Mr. Henderson paired us up for improv exercises. Naturally, I got stuck with Jenna, who spent the entire time refusing to break character as a 19th-century blacksmith. Being paired with the school's resident theater kid was like accidentally stepping into a live-action production where I'd missed every rehearsal.
"You're supposed to be a **spy**," she whispered furiously during our scene. "You're not selling it. Where's your nuance? Your motivation?"
"My motivation is wanting this floor to open up and swallow me whole," I muttered back, then immediately wished I hadn't when half the class laughed.
At lunch, Lucas found me dramatically eating a cold slice of pizza behind the gym. He's that rare breed of student who somehow maintains solid grades while operating on an inverted sleep schedule.
"You look like you got hit by a **bull**," he said, sliding down the wall to sit beside me. "Rough morning?"
"Jenna Carter," I said by way of explanation.
"Say no more." He handed me a energy drink from his backpack. "She once spent forty minutes explaining her technique method acting as a lettuce leaf."
I almost choked on my Pepsi. "What?"
"Salad days theater production.
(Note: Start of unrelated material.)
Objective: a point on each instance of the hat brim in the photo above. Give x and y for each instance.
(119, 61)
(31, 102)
She was genuinely committed."
Something about his delivery—the completely deadpan expression—made me laugh. Actually laugh, not the fake polite laugh I'd been using all morning.
"You know what's funny?" Lucas said, watching me. "You're actually pretty sharp when you're not overthinking everything. Like a **fox** pretending to be a rabbit."
I stared at him. Was that flirting? It felt like flirting. But Lucas was Lucas—he complimented people the way most people discussed weather patterns. Casual, observational, meaningless.
"Thanks? I think?"
"It's a compliment," he said, his gaze steady. "You should trust your instincts more. They're usually right."
My instincts were currently screaming that Lucas was sitting closer than necessary, that this wasn't just random lunch conversation, that the way he looked at me meant something.
But my brain, thoroughly trained by years of overanalyzing subtext that didn't exist, refused to believe it.
Later, walking home with Maya (who had finally processed that Tyler's story-view meant absolutely nothing), I realized Lucas had been right about something else too.
Sometimes you're not a zombie at all. You're just waking up to what's been there all along.